Fifteen-year-old Deshawn and Franchon–six-foot-four-inch, twin brothers–gave up their sophomore spots as highly-valued members of the varsity basketball team for the remainder of the season to help care for their mother, who single-handedly raised them as a single mom. They also help their grandmother, who has beginning-stage Alzheimer’s disease.

“It was hard,” said Deshawn. “I’m not a quitter and I don’t like to quit something I love, but family has to come first.”

“We were playing on the team, but it was getting harder and harder for my mom because she’d get tired easily, and she was getting nauseous. We didn’t want her to have to pick us up late from practice and have to wait in the parking lot, so we just made the decision on our own to help her,” said Franchon.

“I didn’t want them to quit,” said Butler, who was diagnosed in August 2015. The twins have applied for a special driver’s license, to permit them to drive their mom to and from chemotherapy and radiation treatments.

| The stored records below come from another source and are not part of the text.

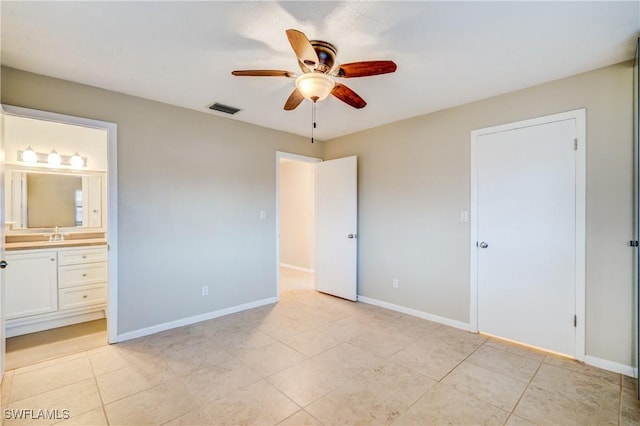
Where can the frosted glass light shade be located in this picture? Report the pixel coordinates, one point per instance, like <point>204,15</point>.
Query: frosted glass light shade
<point>315,86</point>
<point>54,158</point>
<point>29,155</point>
<point>76,161</point>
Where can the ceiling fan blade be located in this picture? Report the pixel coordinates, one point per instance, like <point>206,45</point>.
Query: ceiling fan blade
<point>365,68</point>
<point>264,73</point>
<point>294,100</point>
<point>303,48</point>
<point>348,96</point>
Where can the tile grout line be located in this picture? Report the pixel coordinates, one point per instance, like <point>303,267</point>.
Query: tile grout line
<point>526,389</point>
<point>95,380</point>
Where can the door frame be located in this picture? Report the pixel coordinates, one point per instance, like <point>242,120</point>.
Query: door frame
<point>112,200</point>
<point>579,115</point>
<point>281,155</point>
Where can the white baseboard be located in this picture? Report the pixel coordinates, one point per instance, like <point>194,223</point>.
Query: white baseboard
<point>297,268</point>
<point>415,313</point>
<point>615,367</point>
<point>194,319</point>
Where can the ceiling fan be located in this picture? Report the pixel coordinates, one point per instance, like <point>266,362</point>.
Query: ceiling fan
<point>316,59</point>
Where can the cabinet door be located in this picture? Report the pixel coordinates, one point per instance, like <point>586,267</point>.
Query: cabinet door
<point>31,284</point>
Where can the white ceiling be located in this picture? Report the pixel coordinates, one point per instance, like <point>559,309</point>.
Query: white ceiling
<point>448,53</point>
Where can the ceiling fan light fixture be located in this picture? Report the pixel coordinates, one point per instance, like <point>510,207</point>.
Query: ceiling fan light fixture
<point>315,86</point>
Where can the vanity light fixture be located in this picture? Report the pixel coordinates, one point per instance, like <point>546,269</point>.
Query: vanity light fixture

Monique Butler, Butler’s sister-in-law and advocate, has established a Go Fund Me account to raise money to help with medical and living expenses: www.gofundme.com/hekbdw8s, and a number of contributions came in during and after the game, inching the account towards the $10,000 goal. Four tickets to the Warriors vs. Oklahoma City Thunder game, which features the twins’ favorite player (Thunder star Kevin Durant), were given to the family. Members of the Wilcox dance team pressed a check into Butler’s hand.

“I don’t feel ‘thank you’ is a strong enough word to tell you how I feel inside. God bless every one of you for helping, for caring, for keeping us positive,” said Butler, adding, “If you’re walking with God, you’re halfway at the cure.”

Butler and her sons began explaining just who “everyone” is: The Wilcox student body, the basketball team and coach Toloy, the dance team, AAU Boys Basketball coach Larry Williams, Katie Fields (mother of a friend), long-time friends from the San Jose Color Guards that Butler belonged to as a teenager, Bible Way Christian Center, family.

“Shantee and the twins are a blessing, and I love the opportunity to be there to help them,” said Monique Butler.

“We thank everyone from the bottom of our hearts. These blessings are helping me pay my rent and bills,” said Butler, who worked for many years in retail, most recently at the T.J. Max in Santa Clara, but now is on medical disability with reduced income.

“This shows me that there really is a lot of love in the world. Even though there’s a lot of ugly things going on, there’s more beautiful than ugly–all the beautiful people who came out tonight to support me and my family,” said Butler.